Bon voyage, Philippe – re Dan‘ïadas un Esse’el‘din’


Philippe Monot

1968-2019

Lorsque le couperet du diagnostic est tombé, Philippe a été très durement touché. Et nous, ses proches, tout pareillement. Philippe était de ces êtres sensibles que le moindre choc émotionnel marquait au fer rouge. Moi qui n’étais que son amie, je n’en ai pas dormi pendant 3 mois, je n’ose imaginer ce qu’il en fut pour lui…

Je lui fis alors la promesse d’être là pour lui, pour sa femme et leurs deux enfants. Je tins ma parole, l’accompagnant à ses prises en charge, ses chimios, ses actes médicaux… C’était pour nous l’occasion de discuter d’autres choses que de la maladie. De parler littérature, bien sûr, de politique (Philippe était un homme engagé), de jeux de rôles et surtout, de raconter des conneries…

Car ses proches pourront témoigner : Philippe maniait cet humour du quotidien, cet art de la formule humoristique qui dédramatisait toutes les situations, même les plus douloureuses…


Lors d’une de ses premières séances de chimio, au voisin de chambrée qui m’interrogeait sur le lien qui nous unissait – puisqu’il était évident que je n’étais pas sa femme avec laquelle Philippe était en conversation téléphonique dans le couloir –, je répondais :

— Je suis son éditrice… et d’ajouter : mais avant tout, je suis son amie.

Nous étions la preuve qu’il est de ces amitiés qui se découvrent au détour d’un manuscrit et qui courent sur une vingtaine d’années…

…Mais que l’on ne s’attend pas à voir s’arrêter si brutalement.

Comme me le dira Nicolas Cluzeau : « J’avais pensé qu’à sa retraite, il reprendrait la plume pour nous servir de magnifiques histoires ». Oui, moi aussi. D’ailleurs, en août 2018, nous étions encore en train de travailler sur deux projets : la fin de la trilogie de Sardequins et un recueil de nouvelles du capitaine Providence, illustrées par Rolland Barthélémy dont il adorait le trait…

Nous tous, ses proches et ses amis, nous qui l’avons accompagné dans cette douloureuse épreuve de la maladie qui l’aura emporté en quelques mois, je vous jure que si le crabe n’en avait décidé autrement, nous aurions voulu le garder auprès de nous bien plus longtemps ! Car Philippe était une personne rayonnante et aimante, il était plein de fougue, d’amour et d’une bienveillance telle qu’il ne laissait personne sur le bord du chemin. Son cœur était rempli de bonté et d’idéaux, et il voulait se convaincre que malgré la haine, l’intransigeance et le rejet, chaque Homme portait en lui une étincelle de beauté…

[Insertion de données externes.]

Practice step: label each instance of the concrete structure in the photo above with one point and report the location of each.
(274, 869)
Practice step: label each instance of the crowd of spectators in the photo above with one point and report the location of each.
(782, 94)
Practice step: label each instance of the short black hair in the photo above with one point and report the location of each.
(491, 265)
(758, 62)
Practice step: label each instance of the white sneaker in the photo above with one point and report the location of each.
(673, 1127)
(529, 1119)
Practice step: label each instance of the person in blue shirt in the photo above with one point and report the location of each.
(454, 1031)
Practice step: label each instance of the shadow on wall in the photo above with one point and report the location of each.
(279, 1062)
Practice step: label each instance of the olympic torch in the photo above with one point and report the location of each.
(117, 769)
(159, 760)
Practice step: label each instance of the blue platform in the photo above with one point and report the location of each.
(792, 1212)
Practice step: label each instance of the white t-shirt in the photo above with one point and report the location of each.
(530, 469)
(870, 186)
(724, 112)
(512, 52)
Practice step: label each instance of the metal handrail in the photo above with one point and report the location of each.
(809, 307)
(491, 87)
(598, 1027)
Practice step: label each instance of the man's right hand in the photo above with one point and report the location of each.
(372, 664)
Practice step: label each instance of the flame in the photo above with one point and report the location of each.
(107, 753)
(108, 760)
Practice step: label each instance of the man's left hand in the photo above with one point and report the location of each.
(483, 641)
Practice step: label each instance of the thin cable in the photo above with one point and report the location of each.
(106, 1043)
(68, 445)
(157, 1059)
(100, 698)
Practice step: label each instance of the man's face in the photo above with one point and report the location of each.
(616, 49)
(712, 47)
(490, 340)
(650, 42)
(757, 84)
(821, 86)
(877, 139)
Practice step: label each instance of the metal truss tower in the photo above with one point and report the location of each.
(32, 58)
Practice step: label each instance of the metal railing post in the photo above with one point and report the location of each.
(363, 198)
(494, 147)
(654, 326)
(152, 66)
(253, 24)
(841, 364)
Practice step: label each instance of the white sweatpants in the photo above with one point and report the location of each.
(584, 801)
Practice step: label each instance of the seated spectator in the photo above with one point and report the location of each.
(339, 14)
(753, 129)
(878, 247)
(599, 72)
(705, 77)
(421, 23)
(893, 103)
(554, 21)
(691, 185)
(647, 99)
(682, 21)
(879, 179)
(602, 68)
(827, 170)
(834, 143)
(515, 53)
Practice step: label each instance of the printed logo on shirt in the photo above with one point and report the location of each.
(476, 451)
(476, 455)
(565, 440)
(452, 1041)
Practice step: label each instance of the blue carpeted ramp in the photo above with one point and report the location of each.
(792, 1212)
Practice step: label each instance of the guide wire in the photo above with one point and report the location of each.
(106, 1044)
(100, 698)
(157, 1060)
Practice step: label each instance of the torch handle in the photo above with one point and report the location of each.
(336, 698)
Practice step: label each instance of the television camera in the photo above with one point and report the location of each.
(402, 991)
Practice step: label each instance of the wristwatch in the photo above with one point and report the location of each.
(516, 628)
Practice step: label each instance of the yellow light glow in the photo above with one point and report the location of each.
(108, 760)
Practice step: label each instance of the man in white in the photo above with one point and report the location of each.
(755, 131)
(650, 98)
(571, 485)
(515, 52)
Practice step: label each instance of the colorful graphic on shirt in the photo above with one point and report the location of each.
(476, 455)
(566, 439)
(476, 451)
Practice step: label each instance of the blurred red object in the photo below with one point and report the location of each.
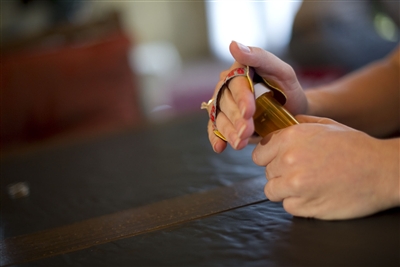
(74, 88)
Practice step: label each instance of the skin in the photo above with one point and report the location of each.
(321, 168)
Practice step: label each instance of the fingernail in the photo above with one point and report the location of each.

Philippe était une belle personne et son talent était immense.

Nous avons accompagné Philippe pour sa traversée du Toutérien le 17 juillet 2019 à Aix-en-Provence, afin qu’il rejoigne les lutins pour un Tapédanse-Toute-La-Nuit qui va durer une éternité !

Chrystelle Camus, le 22 juillet 2019

Témoignages

Je ne l’ai que peu côtoyé, mais à chaque fois que j’ai eu cette chance, sa gentillesse m’a frappé. Qu’on soit petit ou grand, noir ou rose, rêveur ou calculateur, pour lui, on était humain et ça suffisait pour qu’il nous voie. Quand j’écris « pour qu’il nous voie », ça signifie qu’il avait pleinement conscience de notre présence et nous considérait avec gentillesse. C’est rare, ces gens-là ! Ces gens qui vous marquent, alors qu’on ne les a vus que quelques fois. Naître en 68 doit certainement fournir tout ce qu’il faut d’envie de liberté, de justice, et d’invention. Philippe en a reçu son lot. Critique, ironique, avec toute la hauteur de vue que permet l’ironie, il semblait garder la capacité de pardonner. Pardonner sans complément ni d’objet, ni de lieu, ni de circonstances. Pardonner tout court. Il y a des méchants, des cons, des juges, des calculateurs, des sergents recruteurs…, mais il y avait Philippe. Il y a des frimeurs, des gens qui se croient Auteurs…, mais il y avait Philippe.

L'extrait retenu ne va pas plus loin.